It is puzzling that days after the circulation of al Zawahiri’s podcast on Bangladesh, homegrown Jamaat-ul-Mujahideen Bangladesh (JMB) terrorists are said to have re-emerged with full vigour and ferocity in the country. This is what we have been hearing from the government since February 23rd. The story has two parts. The first part tells us that on February 23rd several JMB gunmen attacked a prison van on a highway in Mymensingh District, and killed one policeman, seriously injured three others, and rescued the three JMB convicts who had been on their way to a court in Mymensingh to testify in another trial. All three had been sentenced for their terrorist acts, committed in 2005.

The second part beats the imagination of the most imaginative Bollywood playwright. Good actors played their role while the plot was weak, and direction lousy. We hear that soon after the commando-style attack on the prison van (mysteriously, guarded by only four policemen), the gunmen fled with the three convicts; and unexpectedly the police arrested one of the rescued prisoners, Rakib Hasan on the same day. Then, we learn, the convict was killed in a gunfight with police near Tangail on February 24th. People within and beyond Bangladesh know that the so-called “cross fire” or “gunfight” is a euphemism for state-sponsored extra-judicial killing of suspects through “death squads”.

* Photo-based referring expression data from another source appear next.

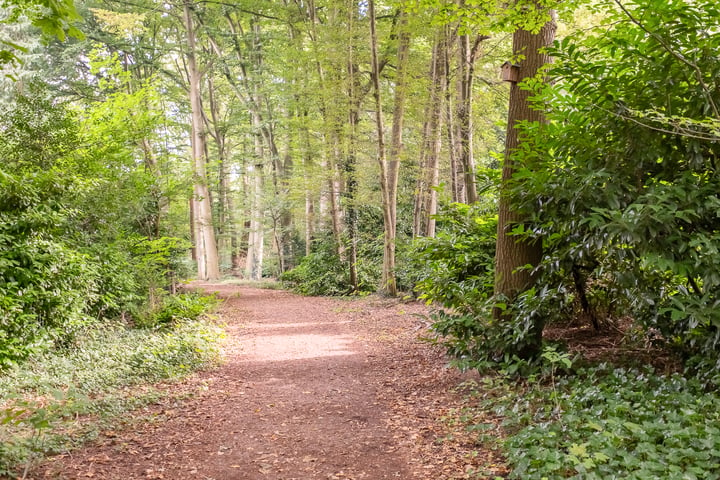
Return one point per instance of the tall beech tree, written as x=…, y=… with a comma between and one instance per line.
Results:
x=206, y=253
x=517, y=255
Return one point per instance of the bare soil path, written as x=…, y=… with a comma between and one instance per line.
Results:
x=310, y=388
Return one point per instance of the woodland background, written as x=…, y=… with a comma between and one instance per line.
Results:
x=349, y=147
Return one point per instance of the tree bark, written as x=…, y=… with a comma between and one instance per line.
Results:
x=206, y=248
x=513, y=256
x=390, y=166
x=428, y=177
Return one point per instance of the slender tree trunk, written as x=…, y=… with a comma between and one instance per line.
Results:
x=514, y=255
x=351, y=156
x=468, y=52
x=389, y=167
x=206, y=248
x=426, y=199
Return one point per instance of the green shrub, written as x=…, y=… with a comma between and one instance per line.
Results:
x=613, y=423
x=322, y=273
x=172, y=310
x=41, y=397
x=455, y=268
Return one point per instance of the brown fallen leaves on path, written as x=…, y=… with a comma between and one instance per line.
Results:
x=310, y=388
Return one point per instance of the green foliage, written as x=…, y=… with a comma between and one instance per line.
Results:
x=455, y=268
x=624, y=180
x=612, y=423
x=68, y=252
x=42, y=397
x=175, y=309
x=322, y=273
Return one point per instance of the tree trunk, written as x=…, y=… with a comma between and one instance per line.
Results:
x=468, y=52
x=206, y=248
x=513, y=255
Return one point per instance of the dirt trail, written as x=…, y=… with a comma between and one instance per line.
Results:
x=311, y=388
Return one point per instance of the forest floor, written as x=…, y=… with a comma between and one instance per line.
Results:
x=308, y=388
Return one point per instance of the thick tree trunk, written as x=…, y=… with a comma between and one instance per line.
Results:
x=513, y=255
x=468, y=52
x=206, y=248
x=389, y=167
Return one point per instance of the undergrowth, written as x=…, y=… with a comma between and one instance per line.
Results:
x=57, y=399
x=606, y=423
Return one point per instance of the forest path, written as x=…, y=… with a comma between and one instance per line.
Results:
x=310, y=388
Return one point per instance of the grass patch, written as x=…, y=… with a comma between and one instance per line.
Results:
x=265, y=284
x=57, y=400
x=604, y=423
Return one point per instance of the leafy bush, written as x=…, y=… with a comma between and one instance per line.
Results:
x=323, y=273
x=455, y=268
x=176, y=309
x=41, y=396
x=613, y=423
x=70, y=254
x=624, y=186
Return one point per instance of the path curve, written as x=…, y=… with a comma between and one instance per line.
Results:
x=310, y=388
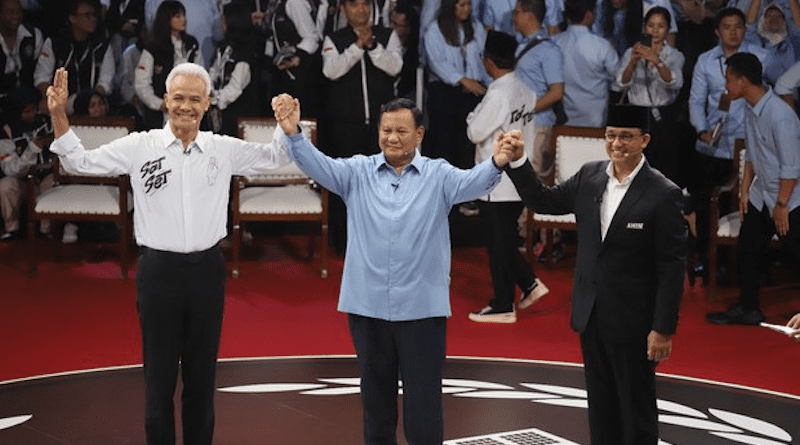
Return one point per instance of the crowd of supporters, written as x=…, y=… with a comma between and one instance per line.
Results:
x=344, y=58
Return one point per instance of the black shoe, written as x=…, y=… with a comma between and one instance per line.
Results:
x=10, y=235
x=736, y=315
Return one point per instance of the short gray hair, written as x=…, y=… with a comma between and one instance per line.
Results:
x=190, y=69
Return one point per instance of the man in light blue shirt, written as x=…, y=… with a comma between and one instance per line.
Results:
x=540, y=66
x=396, y=279
x=769, y=200
x=590, y=65
x=708, y=86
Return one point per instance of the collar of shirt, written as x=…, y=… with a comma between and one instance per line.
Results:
x=416, y=162
x=759, y=106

Nurturing “death squads” like the RAB, amounts to nurturing a Frankenstein’s Monster. Bangladesh must learn from the example of Colombia, where President Alvaro Uribe’s (2002-2010) “death squad” called the United Self-Defense Forces of Columbia (AUC) initially crushed armed drug syndicates only to turn itself into a narco-terrorist outfit, which is now beyond government control. Bangladesh cannot afford to see the RAB going the AUC way.

The resurgence of the JMB could not be just a figment of the imagination. This Ahl-e-Hadis Islamist terror outfit, similar to the Lashkar-e-Taiba (LeT) of Pakistan, is not dead but dormant. It has around 1,000 active workers, mostly in the “Ahl-e-Hadis belt” in North Bengal and Greater Mymensingh. Its current strategy is to re-build the outfit into a Taliban-like organization to takeover a district in northwest Bangladesh to establish a Shariah-based state. It does not share Jamaat-e-Islami’s non-violent means to capture state power, and considers the Jamaat a deviant, anti-Islamic force.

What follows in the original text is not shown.